Let $f(x)=\sin(x)x^2$. If you were to do integration by parts you would get:

$$\int \sin(x)x^2dx=\int\sin(x)dx\times x^2-\iint\sin(x)dx\times\frac{d}{dx}x^2dx$$

$$\int \sin(x)x^2dx=-\cos(x)x^2-\int-2\cos(x)xdx$$

$$\int\sin(x)x^2dx=-\cos(x)x^2+2(\int\cos(x)dx\times x-\iint\cos(x)dx\times\frac{d}{dx}xdx)$$

$$\int\sin(x)x^2dx=-\cos(x)x^2+2(\sin(x)x+\cos(x))+C$$

The part that I don't understand is why do we add the constant only at the end?
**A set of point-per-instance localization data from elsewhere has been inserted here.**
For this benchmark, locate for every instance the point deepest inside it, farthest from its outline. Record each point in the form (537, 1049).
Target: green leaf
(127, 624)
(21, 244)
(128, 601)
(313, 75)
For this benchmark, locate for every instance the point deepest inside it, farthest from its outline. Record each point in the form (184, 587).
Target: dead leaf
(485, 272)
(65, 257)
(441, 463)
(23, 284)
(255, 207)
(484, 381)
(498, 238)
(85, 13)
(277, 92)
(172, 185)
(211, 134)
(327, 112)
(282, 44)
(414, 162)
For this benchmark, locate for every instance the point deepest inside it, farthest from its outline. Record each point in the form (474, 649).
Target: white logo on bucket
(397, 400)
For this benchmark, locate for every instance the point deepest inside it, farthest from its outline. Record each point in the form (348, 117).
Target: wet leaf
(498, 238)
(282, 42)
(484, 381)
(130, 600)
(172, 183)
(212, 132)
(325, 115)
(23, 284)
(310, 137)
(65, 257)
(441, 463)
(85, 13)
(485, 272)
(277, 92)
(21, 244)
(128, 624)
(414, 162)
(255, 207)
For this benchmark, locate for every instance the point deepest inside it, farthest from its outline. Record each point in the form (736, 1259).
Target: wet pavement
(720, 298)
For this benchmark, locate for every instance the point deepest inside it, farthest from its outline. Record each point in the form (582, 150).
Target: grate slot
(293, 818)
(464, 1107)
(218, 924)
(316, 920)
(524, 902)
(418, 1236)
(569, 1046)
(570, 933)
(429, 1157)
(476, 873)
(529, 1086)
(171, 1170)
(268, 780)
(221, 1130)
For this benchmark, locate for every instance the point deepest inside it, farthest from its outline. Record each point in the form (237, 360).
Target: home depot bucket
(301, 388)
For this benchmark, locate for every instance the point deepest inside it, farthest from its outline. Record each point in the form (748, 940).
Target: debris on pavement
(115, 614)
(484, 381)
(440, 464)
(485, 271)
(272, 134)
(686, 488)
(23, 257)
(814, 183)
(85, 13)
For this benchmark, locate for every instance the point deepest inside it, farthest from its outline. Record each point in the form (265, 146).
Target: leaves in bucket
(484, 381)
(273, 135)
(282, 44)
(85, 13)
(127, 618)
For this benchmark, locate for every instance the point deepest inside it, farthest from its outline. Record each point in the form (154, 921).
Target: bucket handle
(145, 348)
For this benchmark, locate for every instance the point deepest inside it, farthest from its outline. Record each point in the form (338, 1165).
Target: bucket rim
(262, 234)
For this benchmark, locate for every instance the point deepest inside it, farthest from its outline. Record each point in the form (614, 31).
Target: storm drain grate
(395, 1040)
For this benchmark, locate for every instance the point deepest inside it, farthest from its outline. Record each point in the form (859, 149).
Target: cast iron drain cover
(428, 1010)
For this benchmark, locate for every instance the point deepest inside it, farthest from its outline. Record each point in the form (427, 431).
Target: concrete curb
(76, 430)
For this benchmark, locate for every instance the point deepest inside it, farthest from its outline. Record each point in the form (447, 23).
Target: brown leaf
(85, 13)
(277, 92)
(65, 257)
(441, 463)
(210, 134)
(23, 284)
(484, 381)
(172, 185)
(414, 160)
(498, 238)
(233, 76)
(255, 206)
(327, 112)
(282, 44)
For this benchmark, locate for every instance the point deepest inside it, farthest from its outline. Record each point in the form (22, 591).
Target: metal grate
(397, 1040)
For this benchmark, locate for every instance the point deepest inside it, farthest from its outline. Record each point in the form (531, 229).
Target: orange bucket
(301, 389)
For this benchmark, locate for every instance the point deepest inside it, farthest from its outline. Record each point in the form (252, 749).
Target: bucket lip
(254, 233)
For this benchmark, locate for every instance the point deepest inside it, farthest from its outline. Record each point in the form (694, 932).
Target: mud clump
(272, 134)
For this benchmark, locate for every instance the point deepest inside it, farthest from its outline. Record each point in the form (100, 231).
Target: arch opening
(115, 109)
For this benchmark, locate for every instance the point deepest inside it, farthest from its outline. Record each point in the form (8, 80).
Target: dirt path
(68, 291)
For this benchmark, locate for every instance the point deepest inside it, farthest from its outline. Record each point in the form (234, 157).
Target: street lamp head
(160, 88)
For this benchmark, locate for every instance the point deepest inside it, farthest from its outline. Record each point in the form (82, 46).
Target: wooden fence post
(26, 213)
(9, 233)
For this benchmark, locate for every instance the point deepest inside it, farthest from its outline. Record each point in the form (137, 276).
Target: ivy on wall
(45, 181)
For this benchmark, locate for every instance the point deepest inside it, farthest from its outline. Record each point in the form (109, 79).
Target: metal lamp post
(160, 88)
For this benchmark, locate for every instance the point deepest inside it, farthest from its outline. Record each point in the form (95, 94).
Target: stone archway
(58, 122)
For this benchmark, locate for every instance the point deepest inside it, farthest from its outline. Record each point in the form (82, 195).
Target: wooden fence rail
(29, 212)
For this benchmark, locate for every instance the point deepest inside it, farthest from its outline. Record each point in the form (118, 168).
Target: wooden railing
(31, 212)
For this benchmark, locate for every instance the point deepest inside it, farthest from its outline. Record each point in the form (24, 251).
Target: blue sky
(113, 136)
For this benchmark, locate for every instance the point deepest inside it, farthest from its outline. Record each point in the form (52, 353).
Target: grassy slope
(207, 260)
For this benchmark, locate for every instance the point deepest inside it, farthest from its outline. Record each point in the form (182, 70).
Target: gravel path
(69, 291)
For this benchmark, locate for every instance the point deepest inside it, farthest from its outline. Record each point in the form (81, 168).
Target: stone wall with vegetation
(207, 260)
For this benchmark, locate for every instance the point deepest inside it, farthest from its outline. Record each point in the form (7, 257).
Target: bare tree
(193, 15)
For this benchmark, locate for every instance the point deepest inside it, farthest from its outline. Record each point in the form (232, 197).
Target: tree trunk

For example, in row #$1$ you need to find the $\int \sin(x)dx$. We take it to be $-\cos(x)$ but in reality, it is $-\cos(x)+C_1$. If you were to compute this with $\int \sin(x)dx=-\cos(x)+C_1$, you would get the wrong result because $\int \sin(x)dx$ needs to be integrated again, and $C_1$ would turn in $x$, therefore you would get the wrong result. How do we know that $C_1=0$? I get that the solution will be correct that way, but why?

Answer 1

The familiar formula for integration by parts is $$\int udv= uv-\int vdu $$

Now if you like to add a constant to your $v$ you get $$\int udv= u(v+c)-\int (v+c)du = uv+uc-\int vdu -c\int du = $$

$$uv+uc-\int vdu -cu = uv- \int vdu $$

Which is exactly the same result due to cancelation of $cu$ and -$cu$

Answer 2

Let's keep those $C_{i}$'s in those steps and show you that things still cancel out:

$$\int{x^{2}sinxdx}=-x^{2}cosx+C_{1}x^{2}-2C_{1}\int{xdx}+2\int{xcosxdx}$$

We get $$\int{x^{2}sinxdx}=-x^{2}cosx+C_{1}x^{2}-2C_{1}\int{xdx}+2xsinx+2C_{2}x-2\int{sinxdx}-2C_{2}\int{dx}$$

Then $$\int{x^{2}sinxdx}=-x^{2}cosx+C_{1}x^{2}-C_{1}(2)\frac{x^{2}}{2}+C_{3}+2xsinx+2xC_{2}+2cosx+C_{4}-2C_{2}x+C_{5}$$

Collection of like terms and letting $C=C_{3}+C_{4}+C_{5}$, we get $$\int{x^{2}sinxdx}=-x^{2}cosx+2xsinx+2cosx+C$$

Answer 3

For $f $ and $ g$ $ C^1$ at some intervalle,

The integration by parts is based on the identity $$(fg)'=f'g + fg'$$

which yields to

$$\int f'g = fg - \int fg'$$

If you write

$$\int f'g = (f+C_1)g - \int fg'$$ the result will be false.

You should write

$$\int f'g = (f+C_1)g - \int (f+C_1)g'$$ To satisfy the first identity.